À l'échelle biologique : Les cellules coopèrent pour former des organismes, qui eux-mêmes interagissent avec leur environnement. Un écosystème est un réseau d'interdépendances vivantes.
À l'échelle planétaire : La Terre fonctionne comme un système intégré (l'hypothèse Gaïa de James Lovelock). L'atmosphère, les océans, les sols, les êtres vivants — tout s'entretient dans un équilibre dynamique.
À l'échelle cosmique : Les étoiles naissent, vivent et meurent en interagissant avec leur environnement galactique. Les galaxies elles-mêmes s'influencent mutuellement dans un vaste réseau cosmique.
À chaque échelle, la même loi : rien n'existe isolément, tout participe, tout collabore, tout s'entretient.
Pourquoi à l'échelle humaine tout s'oppose :
Pourquoi vivons-nous une véritable foire d'empoigne ?
Implications pour notre vie quotidienne
Reconnaître cette interdépendance universelle transforme notre rapport au monde :
À l'égard de la nature : Nous ne sommes pas extérieurs à l'environnement, nous en faisons partie.
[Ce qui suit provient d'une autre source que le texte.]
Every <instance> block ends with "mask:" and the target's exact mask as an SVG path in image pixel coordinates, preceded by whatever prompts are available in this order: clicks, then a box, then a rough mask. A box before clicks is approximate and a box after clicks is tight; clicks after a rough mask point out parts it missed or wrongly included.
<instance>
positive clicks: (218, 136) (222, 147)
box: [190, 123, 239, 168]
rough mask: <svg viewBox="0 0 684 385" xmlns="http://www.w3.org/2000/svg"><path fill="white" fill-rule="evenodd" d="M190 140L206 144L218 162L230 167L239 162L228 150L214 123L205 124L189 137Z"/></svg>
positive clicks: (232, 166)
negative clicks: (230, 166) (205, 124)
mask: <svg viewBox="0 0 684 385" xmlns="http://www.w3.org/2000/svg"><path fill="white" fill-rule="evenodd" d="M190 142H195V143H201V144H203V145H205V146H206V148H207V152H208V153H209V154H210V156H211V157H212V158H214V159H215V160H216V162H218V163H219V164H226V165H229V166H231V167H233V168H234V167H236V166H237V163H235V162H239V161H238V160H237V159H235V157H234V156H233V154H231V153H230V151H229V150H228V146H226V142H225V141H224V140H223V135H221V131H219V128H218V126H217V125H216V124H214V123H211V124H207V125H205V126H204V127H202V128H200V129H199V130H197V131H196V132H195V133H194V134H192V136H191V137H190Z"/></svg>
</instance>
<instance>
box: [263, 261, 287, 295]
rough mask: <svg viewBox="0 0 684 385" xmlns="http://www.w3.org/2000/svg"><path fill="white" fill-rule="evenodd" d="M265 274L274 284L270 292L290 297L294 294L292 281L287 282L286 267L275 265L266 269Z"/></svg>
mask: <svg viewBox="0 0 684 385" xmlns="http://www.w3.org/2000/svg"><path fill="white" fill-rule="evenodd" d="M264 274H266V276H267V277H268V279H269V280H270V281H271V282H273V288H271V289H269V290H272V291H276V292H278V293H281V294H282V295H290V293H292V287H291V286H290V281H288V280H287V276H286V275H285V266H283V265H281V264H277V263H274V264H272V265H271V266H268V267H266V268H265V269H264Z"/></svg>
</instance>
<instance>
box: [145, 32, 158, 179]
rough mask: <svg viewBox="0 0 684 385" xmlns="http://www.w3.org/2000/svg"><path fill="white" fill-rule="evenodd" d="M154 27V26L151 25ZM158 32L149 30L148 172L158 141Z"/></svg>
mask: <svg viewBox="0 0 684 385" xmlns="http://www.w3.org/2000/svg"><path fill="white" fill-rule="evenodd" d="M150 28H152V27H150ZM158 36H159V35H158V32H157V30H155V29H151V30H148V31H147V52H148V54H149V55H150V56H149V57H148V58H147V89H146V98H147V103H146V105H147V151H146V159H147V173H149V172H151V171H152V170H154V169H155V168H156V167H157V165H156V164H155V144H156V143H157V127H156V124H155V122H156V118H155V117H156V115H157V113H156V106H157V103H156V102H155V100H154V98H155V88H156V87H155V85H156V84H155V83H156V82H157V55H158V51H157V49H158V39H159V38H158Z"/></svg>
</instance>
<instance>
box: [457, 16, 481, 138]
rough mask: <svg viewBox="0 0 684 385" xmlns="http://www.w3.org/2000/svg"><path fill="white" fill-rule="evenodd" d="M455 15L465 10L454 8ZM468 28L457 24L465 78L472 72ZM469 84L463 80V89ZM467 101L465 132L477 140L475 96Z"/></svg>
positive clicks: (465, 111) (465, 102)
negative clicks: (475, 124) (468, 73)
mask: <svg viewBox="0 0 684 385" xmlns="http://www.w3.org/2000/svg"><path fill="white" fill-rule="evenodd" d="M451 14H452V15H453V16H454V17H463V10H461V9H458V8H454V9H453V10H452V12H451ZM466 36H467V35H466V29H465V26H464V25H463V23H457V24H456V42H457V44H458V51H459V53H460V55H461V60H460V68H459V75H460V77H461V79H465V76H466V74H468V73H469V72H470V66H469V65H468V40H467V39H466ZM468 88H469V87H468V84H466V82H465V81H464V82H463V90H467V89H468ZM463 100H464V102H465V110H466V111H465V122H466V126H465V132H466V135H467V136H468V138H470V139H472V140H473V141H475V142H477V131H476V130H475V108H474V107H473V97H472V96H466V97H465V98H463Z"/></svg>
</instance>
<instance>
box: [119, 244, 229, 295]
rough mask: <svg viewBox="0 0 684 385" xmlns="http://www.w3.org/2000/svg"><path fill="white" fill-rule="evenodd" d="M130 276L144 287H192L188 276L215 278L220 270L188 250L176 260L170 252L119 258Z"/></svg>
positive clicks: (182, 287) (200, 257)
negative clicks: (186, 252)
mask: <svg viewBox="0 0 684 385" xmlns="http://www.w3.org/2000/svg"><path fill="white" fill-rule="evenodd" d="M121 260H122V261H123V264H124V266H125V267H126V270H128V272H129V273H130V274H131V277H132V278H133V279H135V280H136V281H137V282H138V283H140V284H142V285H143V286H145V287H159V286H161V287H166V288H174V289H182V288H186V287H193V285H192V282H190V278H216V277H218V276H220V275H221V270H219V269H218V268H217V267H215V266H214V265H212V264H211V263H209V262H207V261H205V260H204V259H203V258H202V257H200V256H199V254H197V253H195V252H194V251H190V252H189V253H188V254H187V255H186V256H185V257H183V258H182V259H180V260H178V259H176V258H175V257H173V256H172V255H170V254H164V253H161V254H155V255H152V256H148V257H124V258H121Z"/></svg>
Blesser la nature, c'est nous blesser nous-mêmes. Protéger l'environnement, c'est nous protéger.
À l'égard des autres : Nos actes ont des répercussions sur l'ensemble du tissu relationnel. Chaque choix, chaque parole, chaque silence engage le tout.
À l'égard de nous-mêmes : Nous ne sommes pas des individus isolés, mais des êtres relationnels. Notre bien-être dépend de la qualité de nos liens avec les autres et avec le monde.
À l'égard du temps : Nos actions présentes ont des conséquences sur les générations futures. Nous sommes les maillons d'une chaîne qui nous précède et qui nous suit.
"Le temps est dialectique" : disait Plotin. Autrement dit, c'est la temporalité humaine, passé et présent, qui fait l'intelligence humaine... et le temps de la science et de la technique - du moins celle que nous pratiquons toujours, véritable fuite en avant technoscientiste : qui détruit l'intelligence humaine.
Citations et références
Quelques pensées pour nourrir la réflexion :
« Tout est lié. » Chief Seattle - 1854
« L'univers n'est pas une collection d'objets, mais un réseau dynamique d'événements interconnectés. » Fritjof Capra
« Nous ne sommes pas des êtres humains vivant une expérience spirituelle, mais des êtres spirituels vivant une expérience humaine. » Teilhard de Chardin
« La conscience écologique vient d'une menace, non d'une espérance ; elle nous amène à repenser non seulement notre relation à la nature, mais notre histoire. » Edgar Morin
Conclusion et navigation
La conscience onto-écologique est la deuxième dimension d'une bonne conscience. Elle nous apprend que nous sommes fondamentalement reliés, que notre être est un nœud de relations, que rien n'existe isolément.
Mais cette reconnaissance de l'interdépendance ne suffit pas à elle seule. Elle doit être accompagnée d'une conscience philosophique (pour éviter les excès) et d'une conscience de responsabilité (pour assumer les conséquences de nos actes).